DESIGN, SETTING, AND PARTICIPANTS: Two hundred thirty-four patients with histologically proven PCa and nodal metastases (pN1-3) were randomized to immediate versus delayed ET without treatment of the primary tumour. ET consisted of a depot luteinising hormone-releasing hormone (LHRH) agonist and 1 mo of an anti-androgen or surgical castration. The trial's main objective was to show non-inferiority of delayed ET to immediate ET by ruling out a hazard ratio (HR) of 1.50 for overall survival (OS), with 85% power at one-sided alpha=5%.
All but three patients were treated as randomized. The median follow-up is 13 yr. The median protocol treatment duration was 2.7 yr in the delayed and 3.2 yr in the immediate ET groups.

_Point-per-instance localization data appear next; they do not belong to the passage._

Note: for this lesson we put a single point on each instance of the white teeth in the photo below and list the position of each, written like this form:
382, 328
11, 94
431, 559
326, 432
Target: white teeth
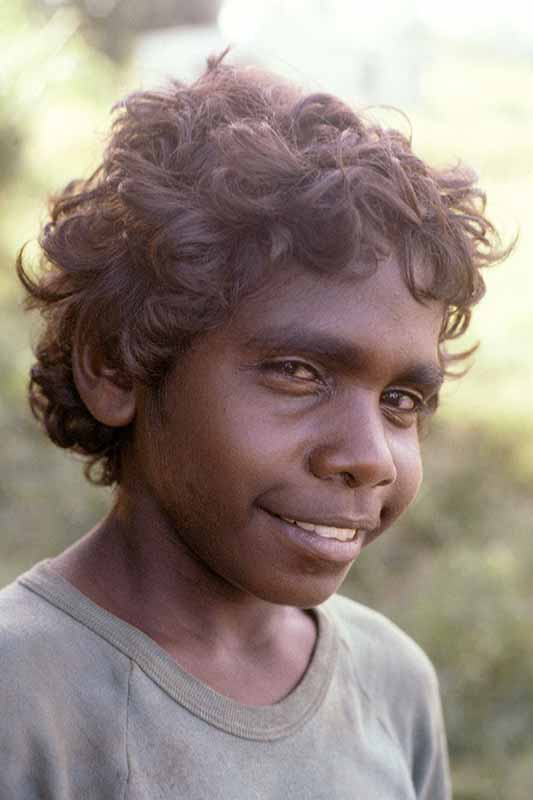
342, 534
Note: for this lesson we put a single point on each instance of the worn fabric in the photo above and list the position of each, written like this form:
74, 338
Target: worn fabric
92, 708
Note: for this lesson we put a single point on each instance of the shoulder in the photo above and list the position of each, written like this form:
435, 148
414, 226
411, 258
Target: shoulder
63, 691
52, 666
388, 665
36, 635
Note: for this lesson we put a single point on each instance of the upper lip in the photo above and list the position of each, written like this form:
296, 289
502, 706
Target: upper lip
351, 523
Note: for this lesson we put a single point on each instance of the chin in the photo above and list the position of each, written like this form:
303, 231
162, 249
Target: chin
310, 591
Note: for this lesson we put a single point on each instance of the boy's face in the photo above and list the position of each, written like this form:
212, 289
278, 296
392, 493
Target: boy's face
304, 408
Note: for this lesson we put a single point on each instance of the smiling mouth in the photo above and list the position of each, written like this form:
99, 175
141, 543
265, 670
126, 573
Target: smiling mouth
325, 531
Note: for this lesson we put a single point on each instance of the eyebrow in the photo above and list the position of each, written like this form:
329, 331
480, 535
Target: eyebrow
340, 350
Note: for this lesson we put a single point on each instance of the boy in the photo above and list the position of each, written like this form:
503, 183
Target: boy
246, 309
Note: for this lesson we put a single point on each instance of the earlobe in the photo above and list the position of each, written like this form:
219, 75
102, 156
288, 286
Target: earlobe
108, 396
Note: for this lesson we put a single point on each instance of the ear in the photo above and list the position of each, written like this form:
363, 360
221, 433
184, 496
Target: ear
108, 396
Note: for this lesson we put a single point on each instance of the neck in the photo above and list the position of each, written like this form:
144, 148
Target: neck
138, 568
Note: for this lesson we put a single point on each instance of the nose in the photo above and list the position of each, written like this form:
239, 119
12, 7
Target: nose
354, 447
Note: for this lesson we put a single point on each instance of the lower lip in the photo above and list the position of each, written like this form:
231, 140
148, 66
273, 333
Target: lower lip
325, 549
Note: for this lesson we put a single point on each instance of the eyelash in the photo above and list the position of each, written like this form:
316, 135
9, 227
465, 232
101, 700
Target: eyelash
287, 367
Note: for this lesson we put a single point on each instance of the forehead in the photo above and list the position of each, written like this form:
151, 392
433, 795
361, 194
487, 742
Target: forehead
371, 310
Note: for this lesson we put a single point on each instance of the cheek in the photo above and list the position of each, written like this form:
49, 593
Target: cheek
408, 462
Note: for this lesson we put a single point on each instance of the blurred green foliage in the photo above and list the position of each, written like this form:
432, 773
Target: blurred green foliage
456, 572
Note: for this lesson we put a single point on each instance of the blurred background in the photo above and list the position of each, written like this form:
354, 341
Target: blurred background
457, 572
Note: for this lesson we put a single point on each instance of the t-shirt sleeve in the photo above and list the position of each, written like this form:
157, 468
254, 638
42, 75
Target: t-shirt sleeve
429, 765
62, 706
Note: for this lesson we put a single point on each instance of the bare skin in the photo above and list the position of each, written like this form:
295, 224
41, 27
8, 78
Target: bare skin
272, 416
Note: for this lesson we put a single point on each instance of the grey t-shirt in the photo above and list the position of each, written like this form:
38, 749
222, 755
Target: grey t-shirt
92, 708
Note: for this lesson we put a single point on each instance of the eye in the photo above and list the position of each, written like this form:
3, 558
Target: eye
291, 368
404, 402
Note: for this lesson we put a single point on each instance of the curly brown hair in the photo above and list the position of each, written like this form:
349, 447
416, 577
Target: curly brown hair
205, 190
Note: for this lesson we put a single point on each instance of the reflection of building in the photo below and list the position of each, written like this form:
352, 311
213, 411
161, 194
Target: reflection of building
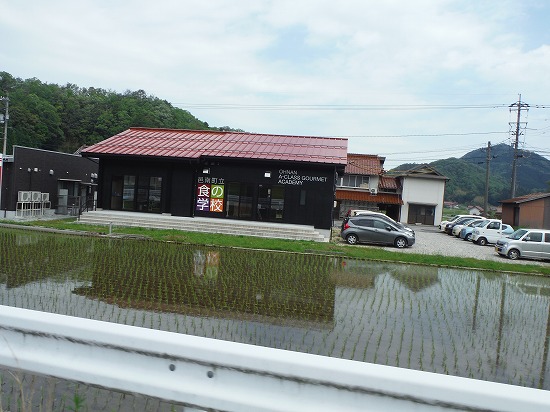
40, 182
415, 278
285, 179
214, 282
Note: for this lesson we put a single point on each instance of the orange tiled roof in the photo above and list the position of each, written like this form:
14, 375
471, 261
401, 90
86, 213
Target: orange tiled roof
359, 164
526, 198
193, 144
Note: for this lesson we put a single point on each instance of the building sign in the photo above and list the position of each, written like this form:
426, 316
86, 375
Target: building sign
293, 177
210, 194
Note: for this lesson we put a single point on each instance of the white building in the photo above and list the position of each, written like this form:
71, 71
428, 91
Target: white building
422, 192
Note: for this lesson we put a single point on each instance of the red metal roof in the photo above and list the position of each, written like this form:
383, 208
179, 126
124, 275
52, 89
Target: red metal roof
360, 164
360, 195
196, 143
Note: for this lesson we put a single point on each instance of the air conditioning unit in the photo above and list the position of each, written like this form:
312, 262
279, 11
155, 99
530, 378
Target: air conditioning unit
23, 196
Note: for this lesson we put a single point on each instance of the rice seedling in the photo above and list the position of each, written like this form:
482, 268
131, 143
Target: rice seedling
434, 319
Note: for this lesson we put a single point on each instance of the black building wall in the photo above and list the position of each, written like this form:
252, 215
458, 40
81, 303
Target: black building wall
30, 171
308, 189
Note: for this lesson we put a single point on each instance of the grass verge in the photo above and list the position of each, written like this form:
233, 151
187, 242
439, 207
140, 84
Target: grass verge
299, 246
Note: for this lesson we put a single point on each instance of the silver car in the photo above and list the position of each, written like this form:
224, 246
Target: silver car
525, 243
372, 229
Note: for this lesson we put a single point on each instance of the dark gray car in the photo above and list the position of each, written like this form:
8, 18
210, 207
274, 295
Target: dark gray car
371, 229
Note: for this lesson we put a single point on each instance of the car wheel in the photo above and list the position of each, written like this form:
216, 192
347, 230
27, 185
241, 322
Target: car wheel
400, 242
513, 254
352, 239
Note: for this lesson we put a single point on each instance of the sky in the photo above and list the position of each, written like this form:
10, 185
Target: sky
412, 81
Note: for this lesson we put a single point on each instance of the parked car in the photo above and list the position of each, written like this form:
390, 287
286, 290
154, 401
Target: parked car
461, 221
443, 224
466, 231
373, 229
525, 243
489, 232
352, 213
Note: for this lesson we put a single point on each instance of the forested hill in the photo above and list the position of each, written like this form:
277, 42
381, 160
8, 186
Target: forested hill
63, 118
466, 175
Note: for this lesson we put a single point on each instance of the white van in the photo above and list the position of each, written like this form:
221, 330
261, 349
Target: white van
489, 232
525, 243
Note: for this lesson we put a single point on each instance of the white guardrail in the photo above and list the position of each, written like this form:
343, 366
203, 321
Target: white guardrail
206, 373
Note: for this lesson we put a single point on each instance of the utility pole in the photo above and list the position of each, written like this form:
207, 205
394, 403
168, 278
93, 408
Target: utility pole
5, 119
487, 164
519, 106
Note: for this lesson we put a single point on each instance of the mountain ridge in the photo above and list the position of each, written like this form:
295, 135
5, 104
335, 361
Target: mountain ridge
467, 174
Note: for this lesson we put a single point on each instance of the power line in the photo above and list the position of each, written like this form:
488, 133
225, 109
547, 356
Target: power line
320, 107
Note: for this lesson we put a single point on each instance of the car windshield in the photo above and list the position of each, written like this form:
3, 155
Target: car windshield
517, 234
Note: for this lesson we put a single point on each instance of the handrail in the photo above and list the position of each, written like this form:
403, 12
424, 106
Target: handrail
207, 373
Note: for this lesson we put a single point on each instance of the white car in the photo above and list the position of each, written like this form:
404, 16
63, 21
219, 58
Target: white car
525, 243
444, 223
490, 232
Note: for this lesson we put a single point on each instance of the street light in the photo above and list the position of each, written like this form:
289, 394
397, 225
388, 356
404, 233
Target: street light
4, 119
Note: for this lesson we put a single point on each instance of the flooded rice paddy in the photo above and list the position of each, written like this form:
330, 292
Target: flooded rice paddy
480, 325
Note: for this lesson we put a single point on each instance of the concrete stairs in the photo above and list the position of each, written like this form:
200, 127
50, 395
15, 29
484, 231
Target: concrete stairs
205, 225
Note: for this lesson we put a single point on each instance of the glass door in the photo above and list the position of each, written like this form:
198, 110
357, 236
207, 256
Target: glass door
271, 202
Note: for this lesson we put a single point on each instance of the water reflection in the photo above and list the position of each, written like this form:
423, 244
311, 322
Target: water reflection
466, 323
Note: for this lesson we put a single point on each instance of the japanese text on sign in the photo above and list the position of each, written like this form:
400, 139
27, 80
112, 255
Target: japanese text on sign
210, 194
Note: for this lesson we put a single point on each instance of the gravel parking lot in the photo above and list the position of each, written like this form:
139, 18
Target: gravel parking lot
429, 240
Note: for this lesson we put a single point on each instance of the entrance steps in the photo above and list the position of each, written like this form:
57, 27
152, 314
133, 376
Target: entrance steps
205, 225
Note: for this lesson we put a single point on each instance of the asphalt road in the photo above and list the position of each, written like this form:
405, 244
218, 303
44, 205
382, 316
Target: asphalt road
429, 240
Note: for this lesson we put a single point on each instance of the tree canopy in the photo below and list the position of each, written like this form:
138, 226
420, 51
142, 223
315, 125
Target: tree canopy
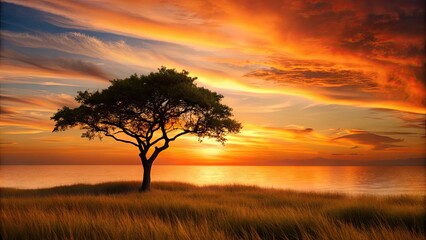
150, 111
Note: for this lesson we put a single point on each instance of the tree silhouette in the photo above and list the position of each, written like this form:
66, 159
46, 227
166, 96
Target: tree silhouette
149, 112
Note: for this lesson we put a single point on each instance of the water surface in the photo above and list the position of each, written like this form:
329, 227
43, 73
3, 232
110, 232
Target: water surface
352, 180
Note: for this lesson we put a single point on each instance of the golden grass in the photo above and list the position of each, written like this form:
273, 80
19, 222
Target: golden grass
184, 211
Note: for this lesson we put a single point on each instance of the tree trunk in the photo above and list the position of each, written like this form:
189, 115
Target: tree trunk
146, 182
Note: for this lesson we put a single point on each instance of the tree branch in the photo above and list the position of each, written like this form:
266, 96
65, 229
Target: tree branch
120, 140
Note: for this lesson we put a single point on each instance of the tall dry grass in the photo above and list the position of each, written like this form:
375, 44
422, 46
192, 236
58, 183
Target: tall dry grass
183, 211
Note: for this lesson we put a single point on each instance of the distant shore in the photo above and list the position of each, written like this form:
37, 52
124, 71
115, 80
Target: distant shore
183, 211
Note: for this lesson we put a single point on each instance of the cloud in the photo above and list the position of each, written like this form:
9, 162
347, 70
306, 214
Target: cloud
14, 62
375, 49
31, 112
306, 76
377, 142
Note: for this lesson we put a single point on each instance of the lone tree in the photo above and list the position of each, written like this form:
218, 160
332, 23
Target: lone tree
149, 112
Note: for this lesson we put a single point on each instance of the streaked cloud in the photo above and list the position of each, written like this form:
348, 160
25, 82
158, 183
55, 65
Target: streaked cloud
20, 64
377, 142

Overall, 193 patients (82.5%) have died (97 on delayed ET and 96 on immediate ET), 59.4% of them as a result of PCa. The intention-to-treat analysis shows a 22% increase in the hazard of death of those randomized to delayed treatment (HR=1.22, 95% confidence interval [CI]: 0.92, 1.62). The difference is not statistically significant, but non-inferiority is also not proved. The median OS on immediate ET is 7.6 yr (95% CI, 6.3-8.3 yr) versus 6.1 yr (95% CI, 5.7-7.3 yr) in the delayed ET group. The 10-yr cumulative incidence of death resulting from PCa was 55.6% in the delayed ET group versus 52.1% with immediate ET group. Similar conclusions hold for PCa-specific survival.
After 13 years of follow-up, survival or PCa-specific survival between immediate and delayed ET appear similar, but the trial is underpowered to reach its goal of showing non-inferiority.

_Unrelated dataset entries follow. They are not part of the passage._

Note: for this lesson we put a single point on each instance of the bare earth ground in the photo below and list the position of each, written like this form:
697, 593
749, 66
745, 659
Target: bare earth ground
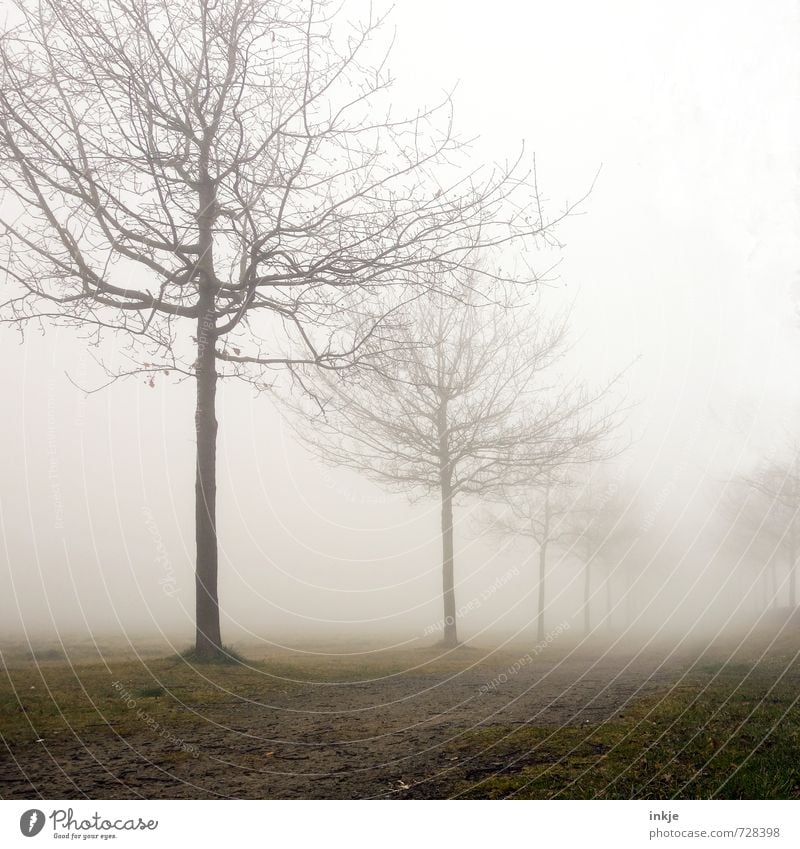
387, 732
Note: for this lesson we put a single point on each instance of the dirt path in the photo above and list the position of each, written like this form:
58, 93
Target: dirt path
395, 737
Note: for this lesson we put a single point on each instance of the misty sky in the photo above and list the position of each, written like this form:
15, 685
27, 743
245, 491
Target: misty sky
685, 261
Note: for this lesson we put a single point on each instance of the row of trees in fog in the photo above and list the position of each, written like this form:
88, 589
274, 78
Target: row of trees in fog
226, 191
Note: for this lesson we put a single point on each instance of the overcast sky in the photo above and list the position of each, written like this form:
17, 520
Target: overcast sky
685, 261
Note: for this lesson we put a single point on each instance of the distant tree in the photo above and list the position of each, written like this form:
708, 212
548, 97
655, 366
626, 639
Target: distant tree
764, 506
224, 186
542, 512
604, 530
465, 404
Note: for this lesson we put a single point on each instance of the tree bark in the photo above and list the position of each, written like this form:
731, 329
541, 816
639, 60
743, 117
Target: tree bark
450, 638
542, 573
448, 576
587, 587
208, 641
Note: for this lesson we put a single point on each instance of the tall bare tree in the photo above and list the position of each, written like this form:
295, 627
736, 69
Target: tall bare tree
466, 403
224, 184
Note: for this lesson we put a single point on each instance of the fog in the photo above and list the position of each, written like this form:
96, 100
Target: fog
681, 269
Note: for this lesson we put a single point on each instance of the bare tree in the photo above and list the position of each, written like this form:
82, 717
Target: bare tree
465, 404
765, 507
603, 530
225, 186
542, 512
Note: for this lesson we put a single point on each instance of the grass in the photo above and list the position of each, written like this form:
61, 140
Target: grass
49, 699
730, 730
726, 731
46, 695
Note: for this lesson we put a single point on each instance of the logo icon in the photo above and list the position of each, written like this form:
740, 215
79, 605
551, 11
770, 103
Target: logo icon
31, 822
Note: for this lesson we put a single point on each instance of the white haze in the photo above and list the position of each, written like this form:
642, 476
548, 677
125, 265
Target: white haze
684, 263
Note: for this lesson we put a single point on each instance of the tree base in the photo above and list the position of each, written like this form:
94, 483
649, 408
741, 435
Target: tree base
223, 655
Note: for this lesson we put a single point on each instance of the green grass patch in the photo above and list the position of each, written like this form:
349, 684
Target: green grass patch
730, 732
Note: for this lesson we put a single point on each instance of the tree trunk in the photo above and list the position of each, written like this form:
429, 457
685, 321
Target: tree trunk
208, 642
450, 638
448, 577
773, 585
542, 572
587, 587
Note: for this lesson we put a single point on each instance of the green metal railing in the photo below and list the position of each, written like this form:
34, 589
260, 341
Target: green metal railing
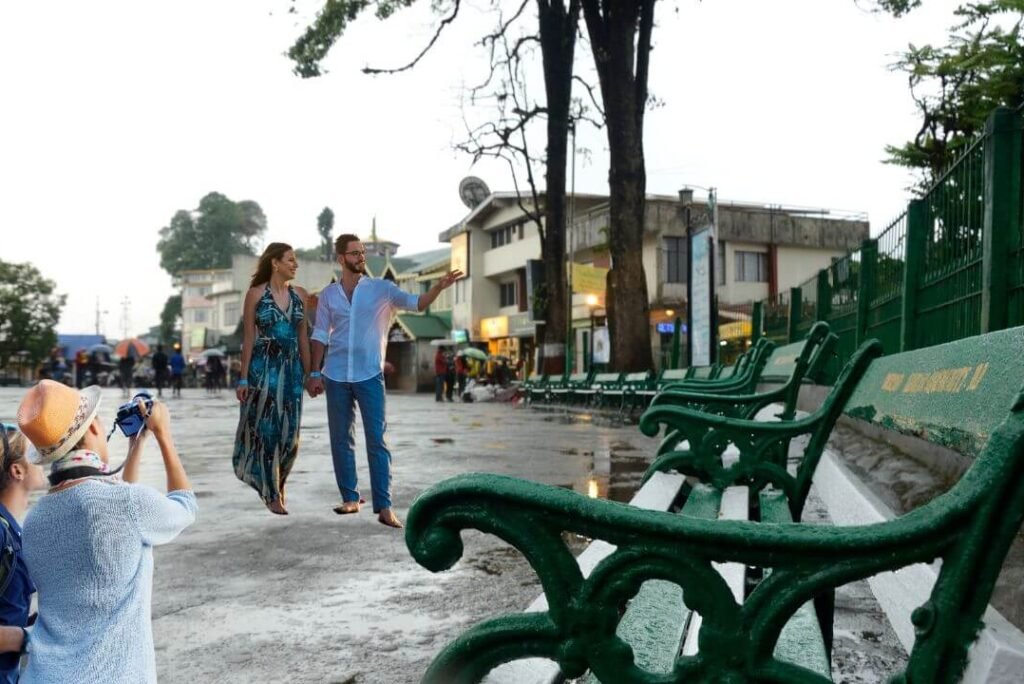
885, 310
808, 309
844, 289
1016, 275
948, 267
949, 296
776, 316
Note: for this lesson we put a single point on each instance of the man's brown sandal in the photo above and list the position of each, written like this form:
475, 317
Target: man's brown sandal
390, 519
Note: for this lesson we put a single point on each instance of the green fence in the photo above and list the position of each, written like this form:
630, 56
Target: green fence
949, 296
776, 315
885, 308
950, 266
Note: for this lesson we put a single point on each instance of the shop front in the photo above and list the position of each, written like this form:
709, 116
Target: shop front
510, 338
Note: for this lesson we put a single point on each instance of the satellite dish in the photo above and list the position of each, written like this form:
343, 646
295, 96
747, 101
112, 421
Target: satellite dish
473, 191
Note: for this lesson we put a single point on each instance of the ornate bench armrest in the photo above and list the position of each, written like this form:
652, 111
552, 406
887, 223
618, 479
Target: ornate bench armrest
579, 630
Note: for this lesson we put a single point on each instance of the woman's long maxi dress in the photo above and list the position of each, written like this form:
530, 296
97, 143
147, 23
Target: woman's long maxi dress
267, 438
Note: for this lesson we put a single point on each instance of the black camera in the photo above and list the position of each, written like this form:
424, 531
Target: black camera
130, 418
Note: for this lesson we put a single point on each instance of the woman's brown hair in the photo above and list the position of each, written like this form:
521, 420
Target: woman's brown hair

前列腺癌(PCa)内分泌治疗(ET)的时机仍存在争议。欧洲癌症研究与治疗组织(EORTC)方案 30846 针对无局部肿瘤治疗的淋巴结阳性(pN1-3)癌症患者对此进行了探讨。
评估 pN1-3 PCa 中早期与延迟治疗的效果。
设计、设置和参与者:234 例组织学证实的 PCa 伴淋巴结转移(pN1-3)患者被随机分为即刻 ET 组与延迟 ET 组,两组均未对原发肿瘤进行治疗。ET 包括黄体生成素释放激素(LHRH)激动剂的 depot 制剂和 1 个月的抗雄激素或手术去势治疗。该试验的主要目的是通过排除总体生存(OS)风险比(HR)为 1.50 来证明延迟 ET 不劣于即刻 ET,单侧α=5%时具有 85%的效能。

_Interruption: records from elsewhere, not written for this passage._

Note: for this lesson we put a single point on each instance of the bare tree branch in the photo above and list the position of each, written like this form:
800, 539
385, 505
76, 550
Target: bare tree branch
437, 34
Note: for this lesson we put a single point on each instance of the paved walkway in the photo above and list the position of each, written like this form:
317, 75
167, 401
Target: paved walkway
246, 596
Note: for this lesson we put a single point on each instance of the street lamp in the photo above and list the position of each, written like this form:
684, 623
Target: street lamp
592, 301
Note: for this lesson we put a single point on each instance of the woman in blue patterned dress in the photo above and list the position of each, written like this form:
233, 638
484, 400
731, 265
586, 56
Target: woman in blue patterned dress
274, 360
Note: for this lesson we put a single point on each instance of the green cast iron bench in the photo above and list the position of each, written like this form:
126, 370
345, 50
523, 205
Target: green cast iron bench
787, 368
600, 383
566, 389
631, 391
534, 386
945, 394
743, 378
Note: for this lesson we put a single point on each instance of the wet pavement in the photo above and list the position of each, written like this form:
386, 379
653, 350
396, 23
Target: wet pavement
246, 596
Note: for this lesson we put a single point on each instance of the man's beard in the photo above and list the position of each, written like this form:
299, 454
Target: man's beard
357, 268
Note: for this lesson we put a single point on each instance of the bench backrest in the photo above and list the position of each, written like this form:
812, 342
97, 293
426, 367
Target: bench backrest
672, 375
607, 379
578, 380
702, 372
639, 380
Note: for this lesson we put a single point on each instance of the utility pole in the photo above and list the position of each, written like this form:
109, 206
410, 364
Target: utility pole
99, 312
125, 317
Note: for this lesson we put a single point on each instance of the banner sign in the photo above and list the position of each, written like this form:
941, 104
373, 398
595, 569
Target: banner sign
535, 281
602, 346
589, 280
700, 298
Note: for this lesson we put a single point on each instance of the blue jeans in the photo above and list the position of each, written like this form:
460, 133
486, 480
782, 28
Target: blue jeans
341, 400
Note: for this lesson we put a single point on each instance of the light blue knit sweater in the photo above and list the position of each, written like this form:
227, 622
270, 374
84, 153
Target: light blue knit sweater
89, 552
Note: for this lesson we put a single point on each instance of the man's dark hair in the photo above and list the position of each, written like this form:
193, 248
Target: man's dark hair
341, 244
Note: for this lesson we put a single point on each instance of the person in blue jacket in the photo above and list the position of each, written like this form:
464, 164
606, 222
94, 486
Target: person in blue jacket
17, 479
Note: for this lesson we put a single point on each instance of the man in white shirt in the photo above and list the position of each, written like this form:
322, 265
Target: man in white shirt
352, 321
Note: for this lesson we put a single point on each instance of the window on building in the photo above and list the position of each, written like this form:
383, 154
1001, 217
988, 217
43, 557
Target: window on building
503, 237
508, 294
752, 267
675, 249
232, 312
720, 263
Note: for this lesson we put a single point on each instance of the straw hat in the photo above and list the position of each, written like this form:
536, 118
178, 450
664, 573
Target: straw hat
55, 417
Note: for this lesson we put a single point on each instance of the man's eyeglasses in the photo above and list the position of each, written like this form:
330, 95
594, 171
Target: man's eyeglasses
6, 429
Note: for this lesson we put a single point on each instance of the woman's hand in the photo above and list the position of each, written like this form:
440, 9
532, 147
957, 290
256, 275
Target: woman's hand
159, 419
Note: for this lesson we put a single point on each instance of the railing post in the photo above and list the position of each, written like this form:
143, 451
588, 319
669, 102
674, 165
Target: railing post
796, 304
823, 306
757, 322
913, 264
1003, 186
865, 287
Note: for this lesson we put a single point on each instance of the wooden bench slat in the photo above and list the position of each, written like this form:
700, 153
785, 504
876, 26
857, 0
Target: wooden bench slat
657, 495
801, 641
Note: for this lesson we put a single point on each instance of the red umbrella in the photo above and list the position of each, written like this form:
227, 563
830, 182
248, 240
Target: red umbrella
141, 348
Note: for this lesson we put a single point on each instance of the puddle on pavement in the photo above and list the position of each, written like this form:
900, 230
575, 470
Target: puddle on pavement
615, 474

除 3 例患者外,其余患者均按随机分组进行治疗。中位随访时间为 13 年。延迟 ET 组和即刻 ET 组的中位方案治疗持续时间分别为 2.7 年和 3.2 年。
共有 193 例(82.5%)患者死亡(延迟 ET 组 97 例,即刻 ET 组 96 例),其中 59.4%死于 PCa。意向治疗分析显示,随机接受延迟治疗的患者死亡风险增加了 22%(HR=1.22,95%置信区间[CI]:0.92,1.62)。差异无统计学意义,但也未证明非劣效性。即刻 ET 组的中位 OS 为 7.6 年(95%CI:6.3-8.3 年),而延迟 ET 组为 6.1 年(95%CI:5.7-7.3 年)。延迟 ET 组 10 年累积 PCa 死亡率为 55.6%,即刻 ET 组为 52.1%。PCa 特异性生存的结论相似。
随访 13 年后,即刻 ET 与延迟 ET 的生存或 PCa 特异性生存似乎相似,但该试验的效能不足以证明非劣效性。